Владимир Орлов - Шеврикука, или Любовь к привидению
До того были уверены в своем торжестве над ним его победители – да что над ним, над чем-то существенным и высоким, в чем он, Шеврикука, потряхивался мелким камушком, – что позволили дать ему очнуться, а самим себе – повести над ним (может, потому и оставили его – пока! – внемлющим звуки и беззвучие) громкий и необязательный для их дел разговор, наверняка все уже было обусловлено и определено. Но этот разговор с хохотом и паузами был обязателен и мил для продолжения их победительских удовольствий.

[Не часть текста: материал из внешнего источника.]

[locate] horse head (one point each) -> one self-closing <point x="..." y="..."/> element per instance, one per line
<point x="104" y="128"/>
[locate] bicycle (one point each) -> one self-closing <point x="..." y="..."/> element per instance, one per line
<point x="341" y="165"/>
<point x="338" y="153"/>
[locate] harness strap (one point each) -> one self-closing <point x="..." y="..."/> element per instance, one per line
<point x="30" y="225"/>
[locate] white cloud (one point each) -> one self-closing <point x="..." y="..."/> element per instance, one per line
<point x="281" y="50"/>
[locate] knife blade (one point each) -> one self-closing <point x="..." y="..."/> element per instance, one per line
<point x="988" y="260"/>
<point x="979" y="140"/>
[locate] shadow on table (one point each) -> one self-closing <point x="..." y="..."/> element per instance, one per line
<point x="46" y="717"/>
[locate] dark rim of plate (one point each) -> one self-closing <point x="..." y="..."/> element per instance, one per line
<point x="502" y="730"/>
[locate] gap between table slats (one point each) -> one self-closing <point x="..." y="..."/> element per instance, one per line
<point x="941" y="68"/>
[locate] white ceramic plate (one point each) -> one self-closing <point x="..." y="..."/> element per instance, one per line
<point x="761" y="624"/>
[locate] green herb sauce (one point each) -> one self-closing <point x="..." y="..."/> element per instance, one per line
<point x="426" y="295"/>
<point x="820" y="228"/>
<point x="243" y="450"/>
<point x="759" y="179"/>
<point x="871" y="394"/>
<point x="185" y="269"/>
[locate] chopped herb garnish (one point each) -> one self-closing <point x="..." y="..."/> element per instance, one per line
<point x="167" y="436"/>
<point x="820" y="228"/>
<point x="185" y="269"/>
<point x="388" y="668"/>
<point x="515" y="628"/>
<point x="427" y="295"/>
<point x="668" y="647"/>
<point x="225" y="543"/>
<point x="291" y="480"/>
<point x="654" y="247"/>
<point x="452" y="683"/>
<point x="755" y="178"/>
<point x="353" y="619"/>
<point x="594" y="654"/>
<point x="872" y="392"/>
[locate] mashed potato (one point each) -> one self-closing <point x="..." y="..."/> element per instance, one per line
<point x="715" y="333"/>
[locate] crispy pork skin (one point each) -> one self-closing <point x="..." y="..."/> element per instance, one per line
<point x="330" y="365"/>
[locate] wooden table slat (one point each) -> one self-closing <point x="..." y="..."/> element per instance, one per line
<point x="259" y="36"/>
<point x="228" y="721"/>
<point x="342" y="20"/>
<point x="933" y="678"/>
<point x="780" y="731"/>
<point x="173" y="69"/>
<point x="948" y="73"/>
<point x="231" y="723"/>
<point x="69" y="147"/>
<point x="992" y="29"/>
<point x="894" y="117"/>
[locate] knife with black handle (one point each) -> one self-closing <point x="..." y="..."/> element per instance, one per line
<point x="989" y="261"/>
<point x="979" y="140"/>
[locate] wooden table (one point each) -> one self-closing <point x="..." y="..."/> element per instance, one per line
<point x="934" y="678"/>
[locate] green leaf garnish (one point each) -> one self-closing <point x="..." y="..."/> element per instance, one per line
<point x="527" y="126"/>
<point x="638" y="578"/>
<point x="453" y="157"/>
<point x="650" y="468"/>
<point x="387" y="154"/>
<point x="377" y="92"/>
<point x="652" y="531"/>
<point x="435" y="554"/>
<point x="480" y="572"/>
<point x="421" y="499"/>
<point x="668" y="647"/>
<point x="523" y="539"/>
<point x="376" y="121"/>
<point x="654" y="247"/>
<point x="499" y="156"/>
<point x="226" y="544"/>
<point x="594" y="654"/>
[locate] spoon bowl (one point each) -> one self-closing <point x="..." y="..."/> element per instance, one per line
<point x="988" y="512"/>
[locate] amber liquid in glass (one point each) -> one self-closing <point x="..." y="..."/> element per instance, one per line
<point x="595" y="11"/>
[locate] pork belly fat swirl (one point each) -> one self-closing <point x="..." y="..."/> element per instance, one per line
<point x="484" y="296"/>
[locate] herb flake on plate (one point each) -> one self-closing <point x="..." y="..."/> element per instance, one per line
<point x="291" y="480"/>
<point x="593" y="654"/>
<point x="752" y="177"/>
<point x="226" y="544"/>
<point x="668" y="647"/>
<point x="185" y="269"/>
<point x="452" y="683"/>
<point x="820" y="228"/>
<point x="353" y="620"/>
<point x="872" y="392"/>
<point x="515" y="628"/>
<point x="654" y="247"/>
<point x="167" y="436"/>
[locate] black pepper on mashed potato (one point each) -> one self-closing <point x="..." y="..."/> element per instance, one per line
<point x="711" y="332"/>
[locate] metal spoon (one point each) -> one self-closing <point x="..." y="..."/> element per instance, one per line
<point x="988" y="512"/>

А после – пусть он слушает тишину и то, как скребется мышь. Потом раздастся писк и все будет кончено. Ему же даже и скрестись не позволено, если только в мыслях, писк же его услышат лишь они.

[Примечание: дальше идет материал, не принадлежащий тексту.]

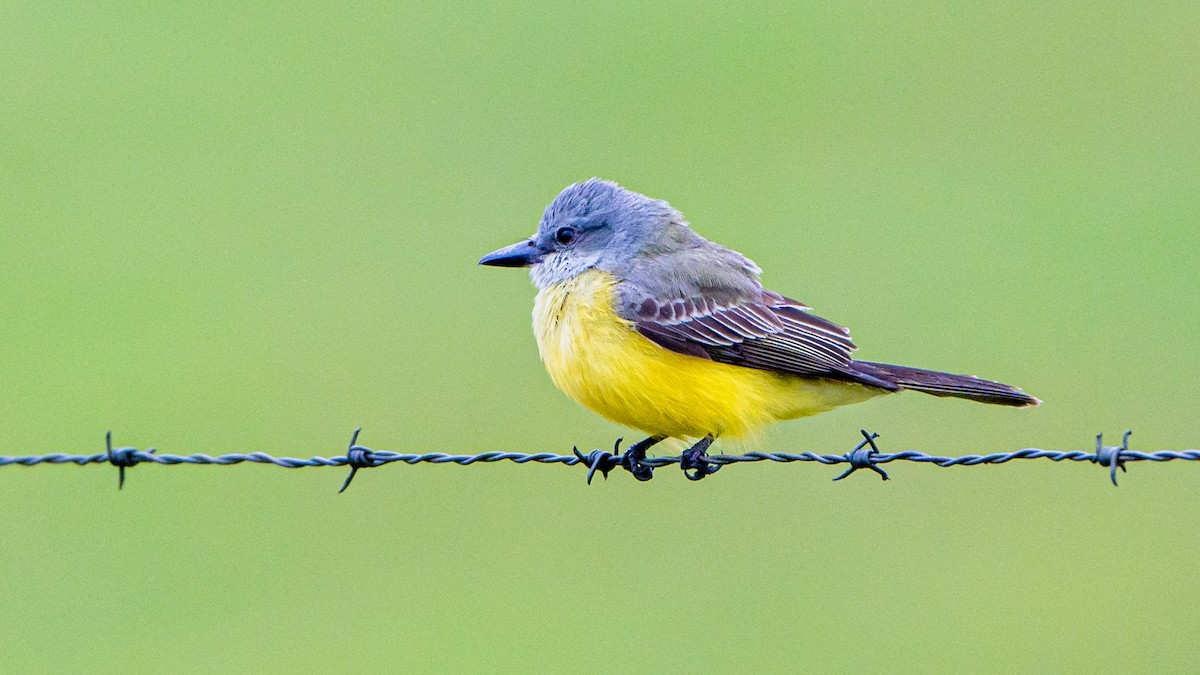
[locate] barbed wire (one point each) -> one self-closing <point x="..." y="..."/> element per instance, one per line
<point x="864" y="455"/>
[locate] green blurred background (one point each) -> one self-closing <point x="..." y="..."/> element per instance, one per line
<point x="238" y="228"/>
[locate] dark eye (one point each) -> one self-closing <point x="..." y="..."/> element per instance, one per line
<point x="564" y="236"/>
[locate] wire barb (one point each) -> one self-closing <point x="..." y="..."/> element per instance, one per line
<point x="1110" y="455"/>
<point x="120" y="458"/>
<point x="861" y="457"/>
<point x="358" y="457"/>
<point x="599" y="460"/>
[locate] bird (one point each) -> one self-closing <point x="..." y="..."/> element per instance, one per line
<point x="649" y="324"/>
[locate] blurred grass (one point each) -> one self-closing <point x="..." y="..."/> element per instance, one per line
<point x="231" y="227"/>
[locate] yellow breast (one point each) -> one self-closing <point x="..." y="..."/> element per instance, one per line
<point x="601" y="362"/>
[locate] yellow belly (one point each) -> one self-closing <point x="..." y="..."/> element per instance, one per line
<point x="601" y="362"/>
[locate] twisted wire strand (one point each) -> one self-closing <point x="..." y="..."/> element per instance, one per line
<point x="864" y="455"/>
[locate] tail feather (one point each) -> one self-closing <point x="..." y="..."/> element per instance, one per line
<point x="947" y="384"/>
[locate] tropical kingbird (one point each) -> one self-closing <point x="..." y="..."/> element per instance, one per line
<point x="654" y="327"/>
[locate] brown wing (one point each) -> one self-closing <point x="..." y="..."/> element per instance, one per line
<point x="768" y="333"/>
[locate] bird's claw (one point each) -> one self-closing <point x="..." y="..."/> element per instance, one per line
<point x="696" y="460"/>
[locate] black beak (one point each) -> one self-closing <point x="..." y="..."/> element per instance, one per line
<point x="522" y="254"/>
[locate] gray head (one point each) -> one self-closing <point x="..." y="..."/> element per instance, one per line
<point x="597" y="225"/>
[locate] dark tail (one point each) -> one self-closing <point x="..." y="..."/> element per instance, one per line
<point x="947" y="384"/>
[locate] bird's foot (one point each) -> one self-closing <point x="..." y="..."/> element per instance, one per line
<point x="634" y="460"/>
<point x="696" y="459"/>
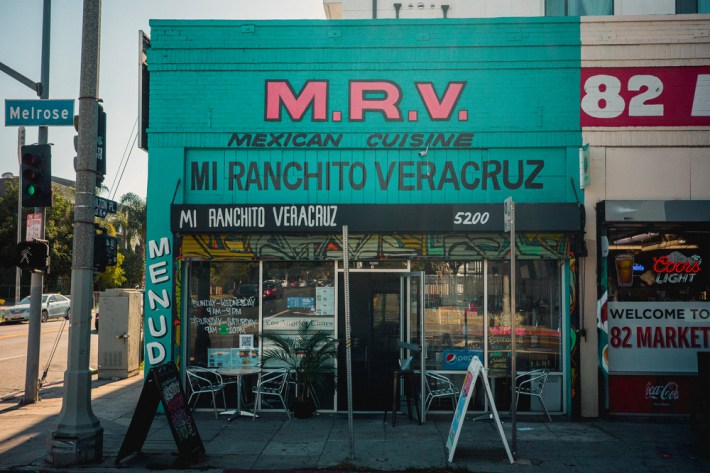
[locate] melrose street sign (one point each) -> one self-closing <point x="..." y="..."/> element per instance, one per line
<point x="39" y="112"/>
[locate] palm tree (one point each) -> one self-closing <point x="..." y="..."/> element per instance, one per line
<point x="309" y="355"/>
<point x="130" y="221"/>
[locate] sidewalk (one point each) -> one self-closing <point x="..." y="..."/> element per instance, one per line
<point x="274" y="443"/>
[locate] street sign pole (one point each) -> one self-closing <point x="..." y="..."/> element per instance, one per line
<point x="510" y="226"/>
<point x="18" y="271"/>
<point x="78" y="438"/>
<point x="37" y="278"/>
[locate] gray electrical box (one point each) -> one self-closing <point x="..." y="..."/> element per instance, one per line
<point x="120" y="333"/>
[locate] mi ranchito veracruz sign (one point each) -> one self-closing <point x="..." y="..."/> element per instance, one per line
<point x="370" y="218"/>
<point x="427" y="160"/>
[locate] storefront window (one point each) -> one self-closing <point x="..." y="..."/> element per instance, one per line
<point x="537" y="321"/>
<point x="454" y="320"/>
<point x="224" y="314"/>
<point x="297" y="292"/>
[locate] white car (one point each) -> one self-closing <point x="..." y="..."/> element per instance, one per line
<point x="53" y="306"/>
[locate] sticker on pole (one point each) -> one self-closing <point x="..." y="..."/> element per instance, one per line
<point x="508" y="214"/>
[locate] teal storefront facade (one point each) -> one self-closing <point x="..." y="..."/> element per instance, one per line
<point x="266" y="138"/>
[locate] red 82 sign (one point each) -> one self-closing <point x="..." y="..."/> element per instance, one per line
<point x="646" y="96"/>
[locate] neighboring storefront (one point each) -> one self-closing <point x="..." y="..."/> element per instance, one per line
<point x="266" y="138"/>
<point x="655" y="309"/>
<point x="645" y="113"/>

О, если бы его услышал сейчас кто другой! Но кто этот другой? К кому, если он, Шеврикука, не утерял еще способность к произнесению звуков, а лучше бы – и к посылам тайных сигналов, он мог сейчас воззвать о помощи, кого бы мог молить о подмоге и пособлении во спасение? Никого, понял Шеврикука. Гордость и стыд не позволили бы ему призывать в дом Тутомлиных (да и у Тутомлиных ли он сейчас находится?) никого. Сам угодил. Сам угодил. Сам. Да и утруждать соприкосновением с его частным предприятием лиц, к нему непричастных, было бы делом скверным. И уж совсем скверно случилось бы, если бы его мольбы почувствовали и раскусили его торжествующие злыдни, к кому он угодил, волоча добычу. Да и вдруг среди этих неведомых злыдней помещался и кто-либо из тех, на чье участие рассчитывал теперь Шеврикука. Могло быть и такое! Могло! Мысли об этом были печальней кончинного писка предусмотренной для него мыши.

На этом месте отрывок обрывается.